As the conclave met, more “mainline” bishops, and some of the dissidents, were preparing for the mid-July opening of the Lambeth Conference, a gathering of all Anglican bishops held every 10 years. It will be a wounded affair: Absent will be most bishops from sub-Saharan Africa and several from American dioceses now threatening to split from the U.S. Episcopal Church over the ordination of gay bishops.

The widening rift first became visible at the 1998 Lambeth conference when African and other bishops persuaded their colleagues to officially reject “homosexual practice as incompatible with Scripture” and oppose the blessing of same-sex unions.

This insurgency came as a shock, say bishops and other observers I have talked with.  Anglo-American Anglicanism, which had hitherto controlled the agenda and tone of Lambeth, had always proceeded more or less in tandem with the “progressive” movements in north-Atlantic society. The Episcopal Church in the United States and the Church of England responded to feminism, for example, by renouncing ancient tradition and authorizing the ordination of female priests. In the 1990s, it seemed obvious that the gay rights struggle in civil society would eventually result in an official acceptance of homosexual ordinations and marriage.

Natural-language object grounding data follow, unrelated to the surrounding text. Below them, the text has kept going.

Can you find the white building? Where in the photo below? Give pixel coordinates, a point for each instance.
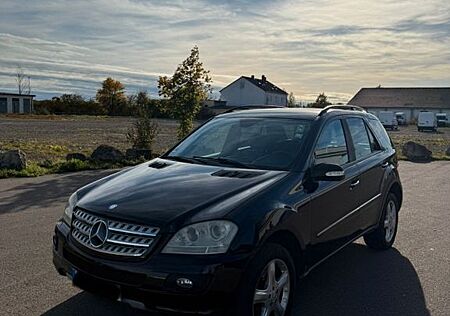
(410, 101)
(253, 91)
(16, 103)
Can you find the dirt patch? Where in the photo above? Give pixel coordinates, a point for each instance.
(53, 138)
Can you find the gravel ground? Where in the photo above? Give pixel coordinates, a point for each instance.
(36, 136)
(410, 279)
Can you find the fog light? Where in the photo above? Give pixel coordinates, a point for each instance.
(185, 283)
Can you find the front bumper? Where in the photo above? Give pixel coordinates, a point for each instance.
(152, 281)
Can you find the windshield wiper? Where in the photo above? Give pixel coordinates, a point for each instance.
(183, 159)
(225, 161)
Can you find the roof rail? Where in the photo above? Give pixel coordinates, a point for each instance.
(341, 107)
(251, 107)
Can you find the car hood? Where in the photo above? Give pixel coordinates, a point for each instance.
(158, 196)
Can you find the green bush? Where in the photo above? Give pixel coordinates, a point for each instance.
(143, 132)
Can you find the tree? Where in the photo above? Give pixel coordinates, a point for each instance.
(291, 100)
(112, 96)
(185, 90)
(321, 101)
(143, 132)
(23, 81)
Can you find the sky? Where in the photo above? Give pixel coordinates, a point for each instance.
(304, 46)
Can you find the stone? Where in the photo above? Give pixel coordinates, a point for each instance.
(136, 153)
(107, 153)
(416, 152)
(13, 159)
(78, 156)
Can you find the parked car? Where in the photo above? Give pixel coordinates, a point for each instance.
(233, 214)
(401, 118)
(426, 121)
(442, 120)
(388, 119)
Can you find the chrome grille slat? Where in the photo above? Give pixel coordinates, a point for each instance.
(123, 239)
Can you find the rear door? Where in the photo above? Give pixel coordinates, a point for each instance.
(372, 164)
(332, 203)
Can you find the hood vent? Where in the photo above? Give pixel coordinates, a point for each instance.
(159, 164)
(236, 174)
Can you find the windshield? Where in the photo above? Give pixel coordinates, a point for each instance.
(264, 143)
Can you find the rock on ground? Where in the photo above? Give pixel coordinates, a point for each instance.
(78, 156)
(107, 153)
(13, 159)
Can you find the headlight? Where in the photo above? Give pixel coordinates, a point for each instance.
(67, 217)
(203, 238)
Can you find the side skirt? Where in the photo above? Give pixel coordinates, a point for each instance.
(338, 249)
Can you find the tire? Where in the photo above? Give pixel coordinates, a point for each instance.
(256, 278)
(383, 236)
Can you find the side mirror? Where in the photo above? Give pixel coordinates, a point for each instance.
(327, 172)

Then suddenly, in 1998, the bishops gathered for Lambeth were confronted with a rebellion against this logic instigated by prelates from the huge and rapidly burgeoning churches of sub-Saharan Africa. (In Nigeria alone, an estimated 22-million Anglicans are in the pews each Sunday.) Anglicanism’s black, post-colonial global south spoke, and its words flew in the face of the kind of cultural accommodation most white bishops in the global north thought was inevitable, and some felt was indeed desirable. Most of these bishops, of course, were social liberals who had long supported African self-determination and independence. To their surprise, the Anglicans of “liberated” Africa turned out to be far more conservative than anyone could have expected.

The non-binding 1998 resolution declaring homosexuality a sin was ignored in the United States, where, in 2003, the Episcopal Church consecrated its first openly gay bishop. This action  could well go down in history as the crucial event in the break-up of the Anglican Communion.

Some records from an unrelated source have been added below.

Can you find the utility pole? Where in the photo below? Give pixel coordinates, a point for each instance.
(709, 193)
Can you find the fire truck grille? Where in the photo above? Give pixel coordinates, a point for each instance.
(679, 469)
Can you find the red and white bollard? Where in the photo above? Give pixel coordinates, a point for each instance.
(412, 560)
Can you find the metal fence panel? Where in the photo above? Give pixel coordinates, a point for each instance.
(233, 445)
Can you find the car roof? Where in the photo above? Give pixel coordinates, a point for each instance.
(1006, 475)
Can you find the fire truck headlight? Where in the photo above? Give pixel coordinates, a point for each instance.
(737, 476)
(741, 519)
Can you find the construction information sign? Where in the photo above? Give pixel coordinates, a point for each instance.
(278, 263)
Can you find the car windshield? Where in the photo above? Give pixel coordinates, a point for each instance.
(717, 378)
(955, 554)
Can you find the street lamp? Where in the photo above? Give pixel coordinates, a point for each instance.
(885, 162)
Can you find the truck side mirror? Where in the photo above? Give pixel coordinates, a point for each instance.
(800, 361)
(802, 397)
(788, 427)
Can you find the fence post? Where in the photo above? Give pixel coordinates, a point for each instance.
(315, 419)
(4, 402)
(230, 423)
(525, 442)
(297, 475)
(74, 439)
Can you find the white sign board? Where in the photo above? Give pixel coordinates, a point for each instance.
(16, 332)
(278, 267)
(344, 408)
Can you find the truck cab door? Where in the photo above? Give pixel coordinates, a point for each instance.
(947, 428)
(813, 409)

The challenge facing Anglicanism, however, goes beyond the single issue of ordaining homosexuals who are living in public same-sex relationships. In the broadest sense, the question is whether Christian churches will or will not be passive collaborators in whatever social movement happens to be making headlines in the northern hemisphere.

Because Catholics are so often at odds with the dictates of mass culture these days, and because we take for granted the moral beliefs now being championed by dissident Anglican bishops, we may be tempted to view the turmoil among the Anglicans with a certain smug disdain. We shouldn’t. Though it’s not the whole story, Catholicism has a long, sorry history of alliances with despots and enemies of human rights. Catholics cannot afford to relax our vigilance about the desirable place of the Christian in modern society: opposed to its madness and cruelty.

In their attempts to bring Anglicanism back to its biblical and, indeed, its Catholic theological foundations, the dissenting Anglican bishops and their followers are proposing that their church become an evangelical, anti-secular, counter-cultural force. We should pray that their efforts end, not in the tragic collapse of Anglicanism’s Christian solidarity, but in a revival of hope and purpose throughout the Anglican Communion.